We see that the figures in the table correspond to the formula: “the actual number of tanks at the beginning of the year + the number of vehicles transferred to the troops for the year - the loss per year = the number of tanks at the end of the year”. Why? Yes, because the number of tanks received by the troops is greater than their release. As we said earlier, the T-34 was produced in 1942 a little more than 12,5 thousand units, and no other medium tanks were produced in the USSR at that time. At the same time, according to the above table, the number of medium tanks is 13,4 thousand, that is, almost 900 machines more. With heavy tanks, the picture is even more interesting - they were produced in 1942 g 1,9 thousand units, but put in the army - 2,6 thousand units! Where does this difference come from?
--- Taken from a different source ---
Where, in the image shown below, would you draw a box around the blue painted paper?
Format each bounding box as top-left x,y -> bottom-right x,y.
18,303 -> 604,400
The options are, in fact, only two - this is either a lend-lease technology, or tanks, which for some reason were not taken into account in the general issue, and this could only be reconstructed tanks. Moreover, if you can still assume that a certain number of Lend-Lease cars that arrived in 1942 passed through the category of medium tanks, then we certainly didn’t supply heavy tanks - simply because of the lack of such tanks from our allies.

In other words, the table for the Soviet Union takes into account not only armored vehicles newly produced and delivered from abroad, but also reconstructed tanks. But to what extent they are included in the statistics - the question is, of course, interesting.

The fact is that some time ago, there was such a point of view that the USSR tank plants did not keep separate records of armored vehicles and reconstructed at the plants after damage to tanks and self-propelled guns. The fact is that all of them, of course, when ready, passed military acceptance, which took into account only the total number of transmitted vehicles. Unfortunately, the author of this article was unable to find out this way, but if this is the case, there are some T-12,5s released in 34 in 1942. There are some tanks that were not re-created, but restored.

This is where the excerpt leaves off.